第100代総理大臣が決まった。果たして自動車産業はどうなるだろうか? 言うまでも無く自動車産業にとって喫緊のテーマになるのが環境問題だ。といっても菅前首相時代に国際公約した2050年までカーボンフリーは動かせない。「2030年までの二酸化炭素排出量削減目標を2013年度比46%減」という中期目標も変えられない。この2つの目標、必達になっている。

新内閣が決めるのは二酸化炭素削減するための手段です。菅前内閣の動きを見ると、河野太郎前規制改革担当相の強い意向により電力の主力を天然ガスや石油など化石燃料を56%から41%に引き下げ、太陽光や水力など再生可能エネルギーを22~24%から36~38%に上げた。ただ原発は2019年に立てた6%(ほぼ現状維持)から20~22%へ。

この数字、反原発だった河野太郎前規制改革担当相も動かせなかった。参考までに書いておくと2020年に於ける原発の発電割合と言えば6.2%(9基稼働中)。これを20~22%にしようとすれば、現在稼働していない24基の大半を使わなければならない。そんなことから岸田新首相は原発の行政を司る経産大臣として原発推進派で知られる萩生田氏を起用した。

官房副長官時代の萩生田氏は加計学園疑惑を無き者とした豪腕の持ち主。やるとなったら強行する可能性大。おそらく原発の再稼働を推進しようとするだろう。でないと文頭で紹介した2030年までに46%減を達成出来ない。当然の如く原発の再稼働を歓迎しない人だって多い。福島第一だって現在進行形で放射性物資を含む汚染水を大量に出し続けている。

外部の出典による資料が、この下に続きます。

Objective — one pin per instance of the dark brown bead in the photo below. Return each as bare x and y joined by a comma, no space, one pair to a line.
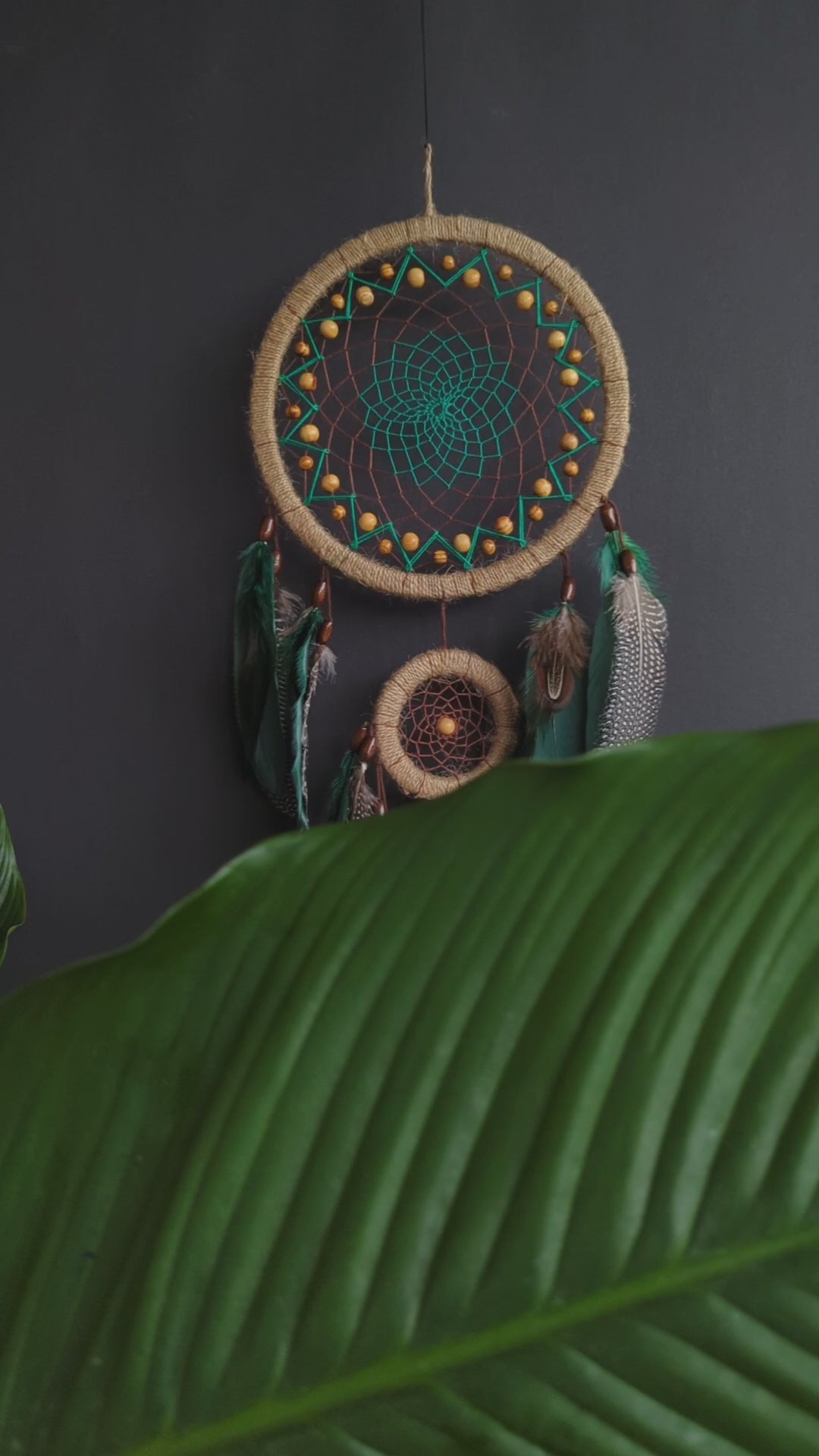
610,516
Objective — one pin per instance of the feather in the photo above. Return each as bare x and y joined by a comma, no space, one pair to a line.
554,692
627,669
276,657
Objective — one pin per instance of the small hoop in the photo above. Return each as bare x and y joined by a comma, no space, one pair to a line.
398,691
391,237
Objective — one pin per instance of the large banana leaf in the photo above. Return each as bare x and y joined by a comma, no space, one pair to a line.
490,1128
12,893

自動車産業的には原発問題と関わり合いたくない。原発推進を支持した途端、そのメーカーのクルマを買いたくない人が相当数出るからだ。一方、自動車産業は二酸化炭素問題の象徴にされがち。実際、走行中に排出するだけでなく、生産時にも少なからぬエネルギーを使う。踏み絵をやらされるようなケースも出てくるかも。自動車メーカー首脳にとって大きなテーマになることだろう。

●豊田章男自工会会長としてのコメントは?

豊田章男自動車工業界会長は岸田新内会発足を受け、以下のようなコメントを出した。とりあえず御挨拶ということだと思う。

自工会会長としての豊田章男氏
自工会会長としての豊田章男氏

われわれ自動車産業といたしましては、取り巻く環境は厳しさを増すばかりですが、日本の基幹産業として、関連産業を含めた多くの雇用を守りながら、コロナからの復興、カーボンニュートラルの実現など、日本の未来のために必死に努力をしてまいりたいと思っています。「自分以外の誰かのために」という想いを胸に、それぞれの現場で、日本の「移動と暮らし」、そして経済を支える自動車産業550万人の取り組みをご支援いただきますようお願い申し上げます。

環境問題以外では、自動車産業の重要市場になっているアメリカと中国との付き合い方だ。どちらも外交力が必要。アメリカに関して言えば現状維持でいいし、穏健だし環境派のバイデン大統領ということもあり大きな課題無さそう。問題は親中派だった二階氏がやってきた駆け引きだと思う。超短期な茂木氏、恒大グループ問題で大揺れになってる中国と上手に付き合っていけるか?